「小さな旅」、北海道積丹半島から

 「カズオ、観てるか? 積丹やっているぞ―」、ベットでとった携帯からKくんの元気な声が飛び込んできた。時間を見たら7時半過ぎ、日曜日なので二度寝してしまった。起きたらテレビ画面に日本海の荒波がしぶきを上げていた。NHK「小さな旅」で、積丹半島余別地区に暮らす漁師のドキュメントだ。この冬は時化(しけ)続きで、まだ2日しか漁に出ていない。
 
 ようやく出漁して定置網を上げたら、ホッケ2トンと水蛸3パイの漁でまずまず。漁師が自宅にホッケと大きなタラを持ってきた。フライ、味噌汁などに使う分だ。漁師の家では昔からあるものを食べるが原則。同じ魚が何日も続くことも多い。時化がおさまるまで忍耐強く待ち、凪(なぎ)たらすぐに船を出す生活だ。冬の日本海の破壊的な恐ろしさを知っている。
 
 岩海苔(いわのり)を採る場面もでてきた。荒波をかぶった岩の表面に岩海苔が育つ。1月末から3月ぐらいまでの厳寒の時期しか採れない。長い縦竿に赤い布がつけられ、それが上がると岩海苔解禁となる。
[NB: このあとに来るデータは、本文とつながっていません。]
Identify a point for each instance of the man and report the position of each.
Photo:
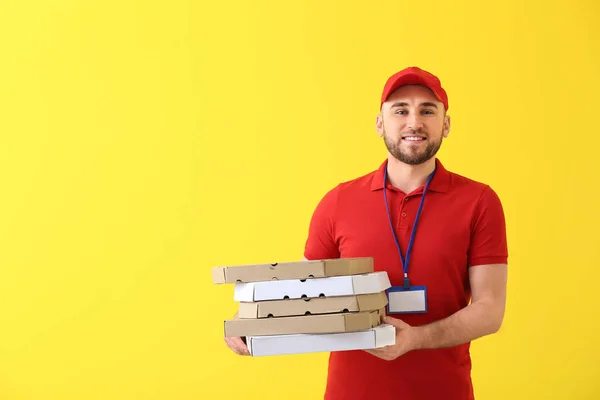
(440, 237)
この日は2時間だった。男も女も夢中になって岩海苔をむしりとる。これを簾(すだれ)で乾燥させた製品は高価で引き取られる。漁師たちは目の色を変えて取り組む。
 
 この高級岩海苔の場面をみていて、寿都に嫁いでいた叔母(母の姉)を思い出した。古平の親元に来る時は手製の高級海苔を持参して、わが家にも届けてくれた。真っ黒で分厚く、その味は市販されている海苔とは比較できない美味しさだった。真っ当な手間をかけた仕事がなせる業だ。漁師本来の姿だ。こうした思い入れはいまの底引き網の一攫千金主義からは排除される。